Over the past several years flow cytometryblood test to detect CD59 (MIRL), a glycoprotein, and CD55 (DAF) in regulation of complement action. Absence or reduced expression of both CD59 and CD55 on PNH red blood cells is diagnostic. This is the latest diagnostic test which may replace the Ham and sugar-water tests as the 'gold standard' for diagnosis.
Venography can show thrombosis of major veins.
MRI, ultrasound or technetium 99mTc colloid scan of the liver and spleen may demonstrate hypoperfusion.
MRI with contrast can demonstrate sagittal vein thrombosis.
The appropriate treatment for PNH depends on the severity of symptoms. Some patients will experience few or no symptoms from PNH and do not require treatment other than folic acid and sometimes iron supplementation to increase red blood cell production. Over time, the disease may progress and more aggressive supportive care may be indicated depending on the patients' symptoms. For example, in the anemic patient with signs of hemolysis, prednisone is often given in an attempt to slow the rate of red blood cell destruction. Although prednisone will not cure the disease, in a minority of patients it can be useful. Prednisone should be discontinued if the patient does not show significant benefit in four to six weeks, because of the numerous side-effects associated with the drug. Patients with acute thrombosis are often treated with thrombolytic therapy (streptokinase, urokinase, or tissue plasminogen activator) and placed on long-term anticoagulation drugs to help prevent further blood clots. Antiplatelet agents such as aspirin and ibuprofen may also help prevent blood clots. Unfortunately, some patients will continue to develop blot clots despite aggressive anti-coagulation agents. Medications that increase the risk for thrombosis, such as oral birth control pills, should be avoided. PNH, like aplastic anemia, is often associated with bone marrow failure resulting in very low blood counts. Occasionally these patients will respond to antithymocyte globulin (ATG), but frequently they will continue to require red cell and/or platelet transfusions.

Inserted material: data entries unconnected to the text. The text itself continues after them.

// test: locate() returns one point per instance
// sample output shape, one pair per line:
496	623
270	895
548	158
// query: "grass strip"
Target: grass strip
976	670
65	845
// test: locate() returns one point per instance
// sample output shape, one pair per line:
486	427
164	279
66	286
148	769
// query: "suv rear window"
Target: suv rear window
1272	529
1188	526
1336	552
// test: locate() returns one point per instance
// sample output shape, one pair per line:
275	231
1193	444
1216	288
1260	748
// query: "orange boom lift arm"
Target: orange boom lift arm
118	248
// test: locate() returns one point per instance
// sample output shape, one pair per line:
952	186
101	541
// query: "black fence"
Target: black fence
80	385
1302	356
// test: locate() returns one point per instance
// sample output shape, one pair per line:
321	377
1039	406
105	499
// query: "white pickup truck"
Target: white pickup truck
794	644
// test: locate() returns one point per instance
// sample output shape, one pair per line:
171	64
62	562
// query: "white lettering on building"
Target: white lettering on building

Allogeneic (from a donor) bone marrow transplantation (BMT) has been the mainstay of curative therapy for PNH for some time. BMT replaces all of the bone marrow stem cells with those of a healthy brother or sister. Nevertheless, BMT has been offered to patients with severe disease (i.e., patients with life threatening thrombosis or dangerously low blood counts) because of the risks of this procedure (15-20% chance of death). Unfortunately, the majority of PNH patients are not eligible for BMT because they lack a suitable donor. Rarely, bone marrow from an unrelated donor is used, but this approach is best reserved for young patients with very severe disease. Recently, the drug eculizumab (brand name Soliris) was approved by the FDA to treat symptoms of the disease.
NOTE: The above information is educational purpose. The information provided herein should not be used during any medical emergency or for the diagnosis or treatment of any medical condition.
DISCLAIMER: This information should not substitute for seeking responsible, professional medical care.